How do you find points of inflection and determine the intervals of concavity given #y=1/(x-3)#?

Question

Cameron Alexander · Accepted Answer

We do not have a point of inflection. The function is concave in the interval #(-oo,3)# and is convex in the interval if #(3,oo)#

Points of inflection appear at points where #(d^2y)/(dx^2)=0#

Here #y=1/(x-3)# and as such #(dy)/(dx)=-1/(x-3)^2#

Therefore #(dy)/(dx)# is always negative i.e. function is always declining

and as #(d^2y)/(dx^2)=-(-2)/(x-3)^3=2/(x-3)^3#, it is positive when #x>3# and when #x<3#, it is negative, bur no where it is #0#,

Therefore, there isn't a point of inflection.
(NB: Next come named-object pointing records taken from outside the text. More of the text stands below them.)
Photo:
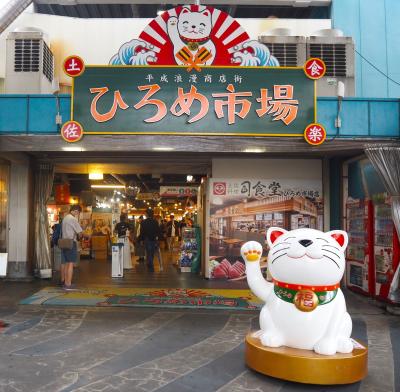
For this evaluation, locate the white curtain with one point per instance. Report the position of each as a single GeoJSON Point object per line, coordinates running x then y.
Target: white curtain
{"type": "Point", "coordinates": [43, 185]}
{"type": "Point", "coordinates": [386, 161]}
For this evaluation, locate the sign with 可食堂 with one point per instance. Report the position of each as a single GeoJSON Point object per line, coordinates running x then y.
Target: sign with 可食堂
{"type": "Point", "coordinates": [259, 101]}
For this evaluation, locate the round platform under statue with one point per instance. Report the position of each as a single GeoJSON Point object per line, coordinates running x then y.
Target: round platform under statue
{"type": "Point", "coordinates": [305, 366]}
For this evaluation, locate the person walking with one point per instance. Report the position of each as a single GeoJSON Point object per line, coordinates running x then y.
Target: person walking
{"type": "Point", "coordinates": [71, 230]}
{"type": "Point", "coordinates": [139, 248]}
{"type": "Point", "coordinates": [122, 228]}
{"type": "Point", "coordinates": [149, 234]}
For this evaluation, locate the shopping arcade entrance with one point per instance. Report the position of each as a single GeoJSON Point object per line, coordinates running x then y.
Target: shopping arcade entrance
{"type": "Point", "coordinates": [130, 185]}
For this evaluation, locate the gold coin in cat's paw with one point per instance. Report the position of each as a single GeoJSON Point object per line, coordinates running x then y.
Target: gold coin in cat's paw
{"type": "Point", "coordinates": [306, 300]}
{"type": "Point", "coordinates": [193, 46]}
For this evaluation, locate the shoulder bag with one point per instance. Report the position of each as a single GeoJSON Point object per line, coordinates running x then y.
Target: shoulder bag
{"type": "Point", "coordinates": [65, 243]}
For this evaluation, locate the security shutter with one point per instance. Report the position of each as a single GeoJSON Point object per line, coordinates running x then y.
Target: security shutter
{"type": "Point", "coordinates": [27, 55]}
{"type": "Point", "coordinates": [47, 62]}
{"type": "Point", "coordinates": [334, 56]}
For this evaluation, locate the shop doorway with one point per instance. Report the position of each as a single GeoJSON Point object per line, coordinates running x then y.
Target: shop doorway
{"type": "Point", "coordinates": [107, 193]}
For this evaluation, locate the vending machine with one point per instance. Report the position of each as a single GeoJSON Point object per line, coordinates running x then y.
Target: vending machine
{"type": "Point", "coordinates": [386, 249]}
{"type": "Point", "coordinates": [360, 268]}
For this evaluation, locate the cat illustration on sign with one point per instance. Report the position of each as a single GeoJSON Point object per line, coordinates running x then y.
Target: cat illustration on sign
{"type": "Point", "coordinates": [304, 306]}
{"type": "Point", "coordinates": [191, 30]}
{"type": "Point", "coordinates": [195, 36]}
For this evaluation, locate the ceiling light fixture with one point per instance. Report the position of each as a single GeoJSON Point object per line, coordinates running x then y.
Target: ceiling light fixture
{"type": "Point", "coordinates": [163, 148]}
{"type": "Point", "coordinates": [95, 176]}
{"type": "Point", "coordinates": [254, 149]}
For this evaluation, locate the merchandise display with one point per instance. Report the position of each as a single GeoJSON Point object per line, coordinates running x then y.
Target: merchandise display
{"type": "Point", "coordinates": [189, 259]}
{"type": "Point", "coordinates": [386, 248]}
{"type": "Point", "coordinates": [360, 261]}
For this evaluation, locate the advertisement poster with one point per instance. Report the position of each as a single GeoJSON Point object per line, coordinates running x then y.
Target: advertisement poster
{"type": "Point", "coordinates": [242, 210]}
{"type": "Point", "coordinates": [101, 223]}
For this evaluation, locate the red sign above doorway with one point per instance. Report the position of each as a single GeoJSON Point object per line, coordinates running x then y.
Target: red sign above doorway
{"type": "Point", "coordinates": [315, 134]}
{"type": "Point", "coordinates": [314, 68]}
{"type": "Point", "coordinates": [73, 66]}
{"type": "Point", "coordinates": [72, 131]}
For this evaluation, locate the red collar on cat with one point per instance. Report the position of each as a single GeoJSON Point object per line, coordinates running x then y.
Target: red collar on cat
{"type": "Point", "coordinates": [306, 287]}
{"type": "Point", "coordinates": [187, 40]}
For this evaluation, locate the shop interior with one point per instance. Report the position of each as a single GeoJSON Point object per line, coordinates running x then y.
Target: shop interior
{"type": "Point", "coordinates": [105, 191]}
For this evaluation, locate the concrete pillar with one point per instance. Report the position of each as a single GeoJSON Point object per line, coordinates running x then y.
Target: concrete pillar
{"type": "Point", "coordinates": [20, 201]}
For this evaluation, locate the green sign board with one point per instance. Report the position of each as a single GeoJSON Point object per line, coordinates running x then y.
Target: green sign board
{"type": "Point", "coordinates": [258, 101]}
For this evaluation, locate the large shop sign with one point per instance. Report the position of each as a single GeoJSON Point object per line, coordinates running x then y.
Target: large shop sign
{"type": "Point", "coordinates": [194, 71]}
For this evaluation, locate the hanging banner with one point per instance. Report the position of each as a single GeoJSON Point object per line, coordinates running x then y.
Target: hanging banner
{"type": "Point", "coordinates": [254, 101]}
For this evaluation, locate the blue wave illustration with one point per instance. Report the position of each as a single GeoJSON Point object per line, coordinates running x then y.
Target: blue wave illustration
{"type": "Point", "coordinates": [129, 54]}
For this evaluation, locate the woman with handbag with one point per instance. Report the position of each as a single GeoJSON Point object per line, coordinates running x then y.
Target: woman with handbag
{"type": "Point", "coordinates": [71, 232]}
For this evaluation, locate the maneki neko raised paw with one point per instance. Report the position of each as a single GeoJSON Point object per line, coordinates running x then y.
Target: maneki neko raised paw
{"type": "Point", "coordinates": [251, 251]}
{"type": "Point", "coordinates": [304, 306]}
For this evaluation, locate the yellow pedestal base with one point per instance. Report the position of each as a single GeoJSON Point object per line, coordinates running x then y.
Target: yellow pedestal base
{"type": "Point", "coordinates": [306, 366]}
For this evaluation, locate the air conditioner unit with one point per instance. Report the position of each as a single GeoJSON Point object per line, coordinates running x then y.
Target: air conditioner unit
{"type": "Point", "coordinates": [337, 52]}
{"type": "Point", "coordinates": [288, 49]}
{"type": "Point", "coordinates": [29, 63]}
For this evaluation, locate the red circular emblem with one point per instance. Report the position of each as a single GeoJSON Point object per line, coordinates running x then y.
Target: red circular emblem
{"type": "Point", "coordinates": [72, 131]}
{"type": "Point", "coordinates": [73, 66]}
{"type": "Point", "coordinates": [219, 188]}
{"type": "Point", "coordinates": [314, 68]}
{"type": "Point", "coordinates": [315, 134]}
A function is concave if #f''(x)<0# in an interval and is convex in an interval if #f''(x)>0#.

Here, function is concave in the interval #(-oo,3)# and is convex in the interval if #(3,oo)#.
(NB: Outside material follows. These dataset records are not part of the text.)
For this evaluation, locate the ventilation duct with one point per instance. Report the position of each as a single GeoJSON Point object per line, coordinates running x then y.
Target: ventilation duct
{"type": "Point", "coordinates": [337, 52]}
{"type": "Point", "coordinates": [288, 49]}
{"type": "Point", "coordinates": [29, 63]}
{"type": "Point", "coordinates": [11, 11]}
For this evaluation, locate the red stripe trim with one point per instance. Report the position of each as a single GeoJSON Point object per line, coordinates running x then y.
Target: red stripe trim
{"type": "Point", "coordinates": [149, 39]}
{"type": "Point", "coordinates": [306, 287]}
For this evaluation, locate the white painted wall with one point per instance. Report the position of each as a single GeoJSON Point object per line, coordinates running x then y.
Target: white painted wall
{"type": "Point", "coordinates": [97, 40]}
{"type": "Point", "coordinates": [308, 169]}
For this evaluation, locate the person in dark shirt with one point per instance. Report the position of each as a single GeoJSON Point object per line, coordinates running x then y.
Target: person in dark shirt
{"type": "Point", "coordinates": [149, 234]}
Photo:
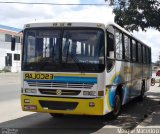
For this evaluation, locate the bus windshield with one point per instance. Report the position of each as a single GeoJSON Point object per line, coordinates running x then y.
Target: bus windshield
{"type": "Point", "coordinates": [70, 50]}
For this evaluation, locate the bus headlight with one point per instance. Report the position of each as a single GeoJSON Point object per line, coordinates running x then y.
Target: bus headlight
{"type": "Point", "coordinates": [89, 93]}
{"type": "Point", "coordinates": [28, 90]}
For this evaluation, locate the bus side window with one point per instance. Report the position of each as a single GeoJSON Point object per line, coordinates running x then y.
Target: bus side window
{"type": "Point", "coordinates": [144, 55]}
{"type": "Point", "coordinates": [118, 44]}
{"type": "Point", "coordinates": [127, 47]}
{"type": "Point", "coordinates": [110, 45]}
{"type": "Point", "coordinates": [139, 53]}
{"type": "Point", "coordinates": [134, 51]}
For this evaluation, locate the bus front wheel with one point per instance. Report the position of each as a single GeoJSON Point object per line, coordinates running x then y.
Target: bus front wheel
{"type": "Point", "coordinates": [117, 105]}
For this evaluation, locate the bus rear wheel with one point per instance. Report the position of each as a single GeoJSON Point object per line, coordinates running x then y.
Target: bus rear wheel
{"type": "Point", "coordinates": [56, 115]}
{"type": "Point", "coordinates": [117, 106]}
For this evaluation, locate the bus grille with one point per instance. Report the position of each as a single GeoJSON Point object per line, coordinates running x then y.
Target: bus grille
{"type": "Point", "coordinates": [58, 105]}
{"type": "Point", "coordinates": [61, 85]}
{"type": "Point", "coordinates": [62, 92]}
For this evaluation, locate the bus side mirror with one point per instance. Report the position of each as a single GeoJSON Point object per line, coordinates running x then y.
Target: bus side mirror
{"type": "Point", "coordinates": [13, 43]}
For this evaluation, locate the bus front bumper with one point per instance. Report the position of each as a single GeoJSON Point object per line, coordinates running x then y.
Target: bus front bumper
{"type": "Point", "coordinates": [62, 105]}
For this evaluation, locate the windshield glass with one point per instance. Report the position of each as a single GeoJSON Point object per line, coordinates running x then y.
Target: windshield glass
{"type": "Point", "coordinates": [72, 50]}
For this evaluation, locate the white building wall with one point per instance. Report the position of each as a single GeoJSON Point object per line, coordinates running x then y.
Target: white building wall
{"type": "Point", "coordinates": [5, 47]}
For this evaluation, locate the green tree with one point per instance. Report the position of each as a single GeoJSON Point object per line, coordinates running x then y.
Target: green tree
{"type": "Point", "coordinates": [135, 14]}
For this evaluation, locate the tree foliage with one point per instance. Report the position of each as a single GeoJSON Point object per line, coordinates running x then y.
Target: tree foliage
{"type": "Point", "coordinates": [135, 14]}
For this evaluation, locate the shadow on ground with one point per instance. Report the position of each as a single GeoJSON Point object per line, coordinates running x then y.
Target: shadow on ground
{"type": "Point", "coordinates": [132, 115]}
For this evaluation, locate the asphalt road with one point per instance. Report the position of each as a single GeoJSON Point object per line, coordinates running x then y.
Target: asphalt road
{"type": "Point", "coordinates": [12, 119]}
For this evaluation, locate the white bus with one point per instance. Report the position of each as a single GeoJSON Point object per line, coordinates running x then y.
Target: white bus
{"type": "Point", "coordinates": [82, 68]}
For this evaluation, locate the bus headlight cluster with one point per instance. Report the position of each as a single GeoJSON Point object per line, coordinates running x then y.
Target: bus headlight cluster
{"type": "Point", "coordinates": [89, 93]}
{"type": "Point", "coordinates": [28, 90]}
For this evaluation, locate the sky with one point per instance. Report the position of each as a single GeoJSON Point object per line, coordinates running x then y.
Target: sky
{"type": "Point", "coordinates": [16, 15]}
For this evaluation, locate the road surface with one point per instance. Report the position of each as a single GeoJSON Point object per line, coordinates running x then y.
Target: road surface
{"type": "Point", "coordinates": [134, 115]}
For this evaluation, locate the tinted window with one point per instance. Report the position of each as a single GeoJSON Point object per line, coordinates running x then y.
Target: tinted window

graph{1/(x-3) [-10, 10, 5, 5, 10]}

Evelyn Agard · Answer

The intervals of concavity is #(-oo,3)#
The intervals of convexity is #(3,+oo)# We determine the second derivative. #y=1/(x-3)# #y'=-1/(x-3)^2# #y''=2/(x-3)^3# #y''=0# when #2/(x-3)^3=0# There isn't a turning point. We create a chart. #color(white)(aaaa)##Interval##color(white)(aaaa)##(-oo,3)##color(white)(aaaa)##(3,+oo)# #color(white)(aaaa)## "sign" ##color(white)(a)##y''##color(white)(aaaaaaaaa)##-##color(white)(aaaaaaaa)##+# #color(white)(aaaa)## ##color(white)(aaa)##y##color(white)(aaaaaaaaaaaa)##nn##color(white)(aaaaaaaa)##uu#

Emma Aldridge · Answer

undefined To find the points of inflection and determine the intervals of concavity for the function y = 1/(x - 3), follow these steps:

1. Find the second derivative of the function.
2. Set the second derivative equal to zero and solve for x to find the potential points of inflection.
3. Use the second derivative test to determine whether each potential point of inflection is indeed a point of inflection.
4. Determine the intervals of concavity by analyzing the sign of the second derivative in each interval.

Let's go through these steps:

1. Find the first derivative:
   y' = d/dx (1/(x - 3)) = -1/(x - 3)^2

2. Find the second derivative:
   y'' = d^2/dx^2 (-1/(x - 3)^2) = 2/(x - 3)^3

3. Set the second derivative equal to zero and solve for x:
   2/(x - 3)^3 = 0
   This equation has no real solutions.

4. Since there are no points of inflection found from the second derivative test, we can skip this step.

5. Determine the intervals of concavity:
   To find the intervals of concavity, analyze the sign of the second derivative.
   - For x < 3, the second derivative is positive, indicating concave up.
   - For x > 3, the second derivative is positive, indicating concave up.
   Thus, the function is concave up for all x values.

In summary, the function y = 1/(x - 3) has no points of inflection, and it is concave up for all x values.